Thursday, January 29, 2009
Letterman to air "lost" Bill Hicks segment
This is pretty amazing: the holy grail of comedy will apparently be unearthed on this Friday's Late Show with David Letterman.
The famous censoring of the late Bill Hicks' appearance on the Oct. 1, 1993 Letterman show marked the only time that that an entire stand-up performance was cut after a taping of the show.
At the time, CBS and Late Show producers denied responsibility. But, apparently, Letterman himself takes responsibility in tomorrow's show, apologizes to Hicks' mother, Mary Hicks, who appears on the show, and shows Hicks' original performance. Wow.
This is famous because it was only seen once before (on the U.S. cable channel "Trio"), and Hicks spoke about it a lot before he died: in a handwritten, 39-page letter to John Lahr in the New Yorker, who wrote an article about it, and in the above "public broadcast" interview he taped before his death
Hicks is a groundbreaking comic, who never got much recognition until after he died.
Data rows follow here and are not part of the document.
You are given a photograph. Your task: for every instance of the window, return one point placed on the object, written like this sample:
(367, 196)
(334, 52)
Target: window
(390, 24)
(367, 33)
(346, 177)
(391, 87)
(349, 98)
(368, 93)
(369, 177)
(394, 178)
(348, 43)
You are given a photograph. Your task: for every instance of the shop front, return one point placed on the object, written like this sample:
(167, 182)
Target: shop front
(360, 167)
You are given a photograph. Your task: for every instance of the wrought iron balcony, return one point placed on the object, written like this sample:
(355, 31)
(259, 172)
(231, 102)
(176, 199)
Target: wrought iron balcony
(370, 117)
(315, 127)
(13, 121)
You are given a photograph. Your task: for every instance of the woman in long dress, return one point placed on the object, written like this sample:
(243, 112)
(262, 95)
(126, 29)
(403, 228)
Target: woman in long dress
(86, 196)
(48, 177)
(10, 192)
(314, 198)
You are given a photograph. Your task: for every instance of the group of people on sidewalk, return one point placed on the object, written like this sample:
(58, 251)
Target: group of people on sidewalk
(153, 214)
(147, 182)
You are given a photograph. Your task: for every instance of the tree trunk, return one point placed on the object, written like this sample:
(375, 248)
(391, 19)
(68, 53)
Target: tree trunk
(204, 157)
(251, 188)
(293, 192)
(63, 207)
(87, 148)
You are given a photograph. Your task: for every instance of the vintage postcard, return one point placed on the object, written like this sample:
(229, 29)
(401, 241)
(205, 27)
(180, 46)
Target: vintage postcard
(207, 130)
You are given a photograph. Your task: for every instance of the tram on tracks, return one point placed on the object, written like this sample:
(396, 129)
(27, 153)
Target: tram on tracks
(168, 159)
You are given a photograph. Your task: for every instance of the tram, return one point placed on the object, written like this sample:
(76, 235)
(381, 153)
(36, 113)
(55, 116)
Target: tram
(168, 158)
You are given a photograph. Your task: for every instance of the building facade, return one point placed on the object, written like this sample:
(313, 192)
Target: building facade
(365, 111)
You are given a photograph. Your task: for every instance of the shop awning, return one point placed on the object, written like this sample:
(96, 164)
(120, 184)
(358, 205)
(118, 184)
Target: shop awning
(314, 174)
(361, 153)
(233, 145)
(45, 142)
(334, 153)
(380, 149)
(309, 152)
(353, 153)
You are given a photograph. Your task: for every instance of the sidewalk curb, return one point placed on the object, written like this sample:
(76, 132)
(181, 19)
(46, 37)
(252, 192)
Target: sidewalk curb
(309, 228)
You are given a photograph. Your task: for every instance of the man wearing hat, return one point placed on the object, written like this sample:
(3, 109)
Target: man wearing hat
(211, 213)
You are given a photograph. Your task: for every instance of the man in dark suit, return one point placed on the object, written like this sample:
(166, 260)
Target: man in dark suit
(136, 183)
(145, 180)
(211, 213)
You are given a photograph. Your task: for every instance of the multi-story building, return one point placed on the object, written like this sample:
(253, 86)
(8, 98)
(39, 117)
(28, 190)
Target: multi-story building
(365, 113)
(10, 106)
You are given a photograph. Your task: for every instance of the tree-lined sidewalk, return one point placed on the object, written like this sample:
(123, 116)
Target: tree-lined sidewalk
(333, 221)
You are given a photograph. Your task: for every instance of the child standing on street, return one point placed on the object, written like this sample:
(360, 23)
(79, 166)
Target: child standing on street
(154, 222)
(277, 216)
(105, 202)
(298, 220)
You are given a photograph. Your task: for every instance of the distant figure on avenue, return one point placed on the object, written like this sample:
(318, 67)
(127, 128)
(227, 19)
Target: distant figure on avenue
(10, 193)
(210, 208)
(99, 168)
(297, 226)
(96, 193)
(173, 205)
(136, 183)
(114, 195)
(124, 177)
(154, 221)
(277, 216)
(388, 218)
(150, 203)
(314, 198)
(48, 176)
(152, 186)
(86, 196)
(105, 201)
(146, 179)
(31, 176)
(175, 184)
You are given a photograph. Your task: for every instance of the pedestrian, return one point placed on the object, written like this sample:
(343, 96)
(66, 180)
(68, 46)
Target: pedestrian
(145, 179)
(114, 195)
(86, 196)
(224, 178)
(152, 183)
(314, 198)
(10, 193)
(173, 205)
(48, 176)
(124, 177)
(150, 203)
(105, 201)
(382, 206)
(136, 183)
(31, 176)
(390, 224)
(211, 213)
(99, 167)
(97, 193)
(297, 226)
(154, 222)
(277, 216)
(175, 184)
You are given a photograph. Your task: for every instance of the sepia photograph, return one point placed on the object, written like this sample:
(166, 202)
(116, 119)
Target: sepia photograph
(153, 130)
His work is now widely available on CD, and it's pretty great stuff; if you buy Flying Saucer Tour, it's impossible to listen to his take on the original Gulf War without thinking that maybe Bill is actually talking about George W. Bush and the War on Terror.
The CD is also very dirty and - amazingly - features a lot of material where Hicks isn't doing very well with the audience; in fact, he's outright bombing much of the time, which is why he "prays for a nuclear holocaust" from the stage time and again.
Tune in to Friday's Letterman: it should be something special.